February 2026 – A Spiritual Reflection

“Control built my walls. Surrender rebuilt my life.”

February looked productive from the outside. Things were getting done. Problems were handled. Decisions made. But underneath the momentum was a tightening — a familiar grip I hadn’t noticed at first. Control was back, not as a choice, but as a reflex.

I have a fragile relationship with control. Its application and outcomes have varied over the years. Sometimes good. Sometimes bad. Often ugly.

I didn’t understand surrender. I wasn’t built that way. Giving up control — or worse, surrendering — felt like weakness. A crack in the armor. An exposure of vulnerability. I avoided that at all costs.

It wasn’t until I was 33 years old that I remember fully surrendering for the first time in my life.

Up until then, I ran the show. I lived with the consequences of my decisions, but I was the one making them. Control allowed me to depend only on myself. It protected me from letting others get too close. I kept my cards close to my chest because I didn’t want anyone — or anything — close enough to fuck me over.

For most of my life, that strategy worked. Or at least it allowed me to exist.

Eventually, I learned the hard way that I was playing the wrong cards. Maybe I was even sitting at the wrong table.

The day finally came that brought me to my knees. The pain, the exhaustion, the torment of trying to solve everything on my own caught up with me all at once. I had no answers left. No solutions. My world had been crumbling for some time, and I could no longer keep the ceiling from caving in.

I felt exposed — a nakedness that left me vulnerable in a way I had never allowed before. It was the most fear I had ever felt.

For the first time in my life, I was willing to accept help. To give away control.

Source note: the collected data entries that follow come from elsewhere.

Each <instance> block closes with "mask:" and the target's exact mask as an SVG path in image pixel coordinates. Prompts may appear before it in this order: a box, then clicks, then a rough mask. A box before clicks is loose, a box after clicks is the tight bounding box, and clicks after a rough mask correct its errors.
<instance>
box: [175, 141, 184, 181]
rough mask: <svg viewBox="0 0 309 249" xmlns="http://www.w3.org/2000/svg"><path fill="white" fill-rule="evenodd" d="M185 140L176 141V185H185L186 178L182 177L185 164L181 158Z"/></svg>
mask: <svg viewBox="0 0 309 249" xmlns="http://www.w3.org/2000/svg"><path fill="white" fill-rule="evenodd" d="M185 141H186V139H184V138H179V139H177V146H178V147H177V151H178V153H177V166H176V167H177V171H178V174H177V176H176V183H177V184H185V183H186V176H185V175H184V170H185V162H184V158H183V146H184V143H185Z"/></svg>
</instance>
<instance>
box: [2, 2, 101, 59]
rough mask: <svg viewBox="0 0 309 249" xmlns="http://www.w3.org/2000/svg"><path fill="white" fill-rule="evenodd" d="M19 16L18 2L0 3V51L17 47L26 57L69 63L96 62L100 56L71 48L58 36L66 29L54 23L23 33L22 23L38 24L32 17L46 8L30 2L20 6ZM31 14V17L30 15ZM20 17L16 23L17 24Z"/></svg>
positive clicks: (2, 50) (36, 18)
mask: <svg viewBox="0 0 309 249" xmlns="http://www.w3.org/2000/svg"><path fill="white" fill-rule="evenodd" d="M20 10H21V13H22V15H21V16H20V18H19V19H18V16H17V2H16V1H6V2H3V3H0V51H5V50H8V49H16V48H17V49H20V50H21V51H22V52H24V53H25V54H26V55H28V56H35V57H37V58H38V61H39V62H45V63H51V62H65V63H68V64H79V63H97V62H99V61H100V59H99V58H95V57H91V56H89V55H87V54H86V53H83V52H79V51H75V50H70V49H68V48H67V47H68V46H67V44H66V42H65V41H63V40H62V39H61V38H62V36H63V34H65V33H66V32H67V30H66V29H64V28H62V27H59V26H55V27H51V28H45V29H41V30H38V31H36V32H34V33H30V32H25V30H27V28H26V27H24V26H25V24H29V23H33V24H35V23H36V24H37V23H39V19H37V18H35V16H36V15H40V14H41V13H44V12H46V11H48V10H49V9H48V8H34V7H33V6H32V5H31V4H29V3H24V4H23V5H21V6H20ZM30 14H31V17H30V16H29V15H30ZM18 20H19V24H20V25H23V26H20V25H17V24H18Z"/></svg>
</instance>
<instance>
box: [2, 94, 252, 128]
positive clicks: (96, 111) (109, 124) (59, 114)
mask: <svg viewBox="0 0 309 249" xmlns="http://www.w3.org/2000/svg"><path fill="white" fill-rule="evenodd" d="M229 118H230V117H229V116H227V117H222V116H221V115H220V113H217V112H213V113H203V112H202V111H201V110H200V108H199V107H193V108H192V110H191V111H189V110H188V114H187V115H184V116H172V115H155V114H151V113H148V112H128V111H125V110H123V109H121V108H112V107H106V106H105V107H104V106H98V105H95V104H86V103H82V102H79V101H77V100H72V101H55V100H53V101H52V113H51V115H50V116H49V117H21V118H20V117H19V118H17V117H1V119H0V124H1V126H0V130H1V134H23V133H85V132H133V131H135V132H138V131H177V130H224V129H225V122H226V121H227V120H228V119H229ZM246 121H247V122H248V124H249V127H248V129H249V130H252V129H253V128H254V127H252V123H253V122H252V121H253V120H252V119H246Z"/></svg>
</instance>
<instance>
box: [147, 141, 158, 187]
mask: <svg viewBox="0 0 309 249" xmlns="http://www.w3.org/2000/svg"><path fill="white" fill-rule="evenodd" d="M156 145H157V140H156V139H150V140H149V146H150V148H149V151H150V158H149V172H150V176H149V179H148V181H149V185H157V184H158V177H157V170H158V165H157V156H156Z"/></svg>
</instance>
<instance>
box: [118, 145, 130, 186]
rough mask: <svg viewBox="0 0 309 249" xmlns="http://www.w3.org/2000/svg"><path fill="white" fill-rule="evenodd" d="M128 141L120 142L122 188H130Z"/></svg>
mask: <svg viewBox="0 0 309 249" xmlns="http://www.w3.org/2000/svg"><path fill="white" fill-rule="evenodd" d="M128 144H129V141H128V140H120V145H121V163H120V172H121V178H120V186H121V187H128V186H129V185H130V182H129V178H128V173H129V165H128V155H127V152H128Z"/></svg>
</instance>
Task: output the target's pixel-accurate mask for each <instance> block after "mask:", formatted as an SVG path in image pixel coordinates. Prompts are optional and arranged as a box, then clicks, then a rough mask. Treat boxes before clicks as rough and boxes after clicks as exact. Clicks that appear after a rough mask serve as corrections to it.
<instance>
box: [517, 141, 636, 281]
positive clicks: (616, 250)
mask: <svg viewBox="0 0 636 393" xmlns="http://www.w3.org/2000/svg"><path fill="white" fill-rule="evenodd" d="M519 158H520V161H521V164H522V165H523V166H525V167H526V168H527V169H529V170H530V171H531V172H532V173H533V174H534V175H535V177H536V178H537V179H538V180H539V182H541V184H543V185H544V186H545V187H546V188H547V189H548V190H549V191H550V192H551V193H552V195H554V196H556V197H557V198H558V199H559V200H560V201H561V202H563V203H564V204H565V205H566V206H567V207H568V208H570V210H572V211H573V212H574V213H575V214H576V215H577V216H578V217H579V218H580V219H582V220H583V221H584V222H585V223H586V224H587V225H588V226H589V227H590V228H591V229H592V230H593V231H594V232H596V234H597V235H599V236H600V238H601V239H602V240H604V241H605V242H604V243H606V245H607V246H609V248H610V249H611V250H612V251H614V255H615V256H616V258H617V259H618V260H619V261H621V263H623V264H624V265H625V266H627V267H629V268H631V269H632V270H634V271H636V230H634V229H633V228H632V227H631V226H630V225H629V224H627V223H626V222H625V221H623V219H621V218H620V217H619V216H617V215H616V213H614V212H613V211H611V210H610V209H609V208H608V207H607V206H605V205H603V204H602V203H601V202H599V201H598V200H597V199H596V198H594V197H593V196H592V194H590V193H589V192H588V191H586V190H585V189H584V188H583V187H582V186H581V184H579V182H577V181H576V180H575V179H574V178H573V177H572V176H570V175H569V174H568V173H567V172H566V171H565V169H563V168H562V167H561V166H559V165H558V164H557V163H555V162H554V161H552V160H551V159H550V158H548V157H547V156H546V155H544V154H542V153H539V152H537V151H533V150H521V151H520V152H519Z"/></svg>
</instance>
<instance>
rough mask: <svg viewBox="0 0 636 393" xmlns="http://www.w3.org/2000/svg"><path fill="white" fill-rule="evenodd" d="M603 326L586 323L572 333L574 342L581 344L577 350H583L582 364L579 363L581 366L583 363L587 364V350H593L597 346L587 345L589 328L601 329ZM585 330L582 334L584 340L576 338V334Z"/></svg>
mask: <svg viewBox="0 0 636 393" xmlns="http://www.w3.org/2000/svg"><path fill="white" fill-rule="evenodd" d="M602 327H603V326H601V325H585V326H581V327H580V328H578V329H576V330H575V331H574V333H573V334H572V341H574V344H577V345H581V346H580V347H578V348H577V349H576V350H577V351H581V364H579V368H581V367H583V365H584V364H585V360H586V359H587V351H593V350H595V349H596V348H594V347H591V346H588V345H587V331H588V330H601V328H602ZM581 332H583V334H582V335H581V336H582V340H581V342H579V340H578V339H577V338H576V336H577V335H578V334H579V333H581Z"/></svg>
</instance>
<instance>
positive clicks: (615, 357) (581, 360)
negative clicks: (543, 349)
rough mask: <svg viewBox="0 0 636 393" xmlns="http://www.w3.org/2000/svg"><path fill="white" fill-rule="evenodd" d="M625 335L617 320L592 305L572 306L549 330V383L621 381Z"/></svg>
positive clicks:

To trust that a power greater than me could do what I had failed to.

That moment changed my relationship with control.

Or at least, I thought it had.

This month has tested that belief.

New projects. An inevitable move. A new company. A new environment. Pressure stacking on pressure.

One night this month I sat in bed long after everything had gone quiet. Laptop open. Calendar pulled up. Notes scattered. I was mapping contingencies for outcomes that hadn’t even happened yet.

If this falls through, I’ll pivot here.

If that doesn’t work, I’ll force this.

If things stall, I’ll adjust the timeline.

I wasn’t responding to reality — I was building defense plans against possibilities.

It felt like I was bracing for impact.

That was the moment I realized I had quietly taken the wheel again.

Not because everything was collapsing.

But because I was uncomfortable with not knowing.

Control has always been my default. It was born out of survival — a way to manufacture predictability, to increase my chances of making it to another day.

Today it shows up differently. It’s not about manipulation or protection anymore. It’s about optimizing outcomes. Managing chaos. Preventing regression. Protecting progress.

But underneath it all, the root feels familiar.

Fear.

Fear of losing momentum.

Fear of slipping backward.

Fear of letting chaos back in.

When that fear surfaces, I don’t explode. I don’t panic.

I strategize.

I build systems. I refine plans. I tighten margins. I trust calculation more than surrender.

The shift is subtle.

It shows up when I start rehearsing every possible outcome instead of sitting in trust. When I lean more heavily on execution than on dependence. When strategy becomes the thing I rely on most.

Change has never been the most comfortable place for me to exist. And yet growth requires it.

The line between discipline and fear is thinner than I’d like to admit.

Discipline builds patiently.

Fear disguises itself as preparation.

Faith moves forward into the unknown.

Control prefers blueprints.

The real battle for me isn’t between chaos and order.

It’s between trust and the illusion that I can carry everything myself.

February exposed that illusion.

Not dramatically. Not destructively.

Just quietly enough for me to notice that I had started leaning more on my own strategy than on the One who brought me this far.

And that’s the danger for me — not falling apart.

But drifting back into self-reliance so subtly that it feels responsible.

So this month hasn’t been about eliminating control.

It’s been about catching it.

Noticing when preparation turns into protection.

Noticing when leadership turns into self-sufficiency.

Noticing when I start building plans without first surrendering the outcome.

I don’t want faith in the bleachers anymore.

I want it in the room when I’m planning.

In the silence before decisions are made.

In the strategy itself.

That doesn’t mean I stop acting.

It means I stop acting alone.

And for me, that difference is something I’m still learning to live inside of.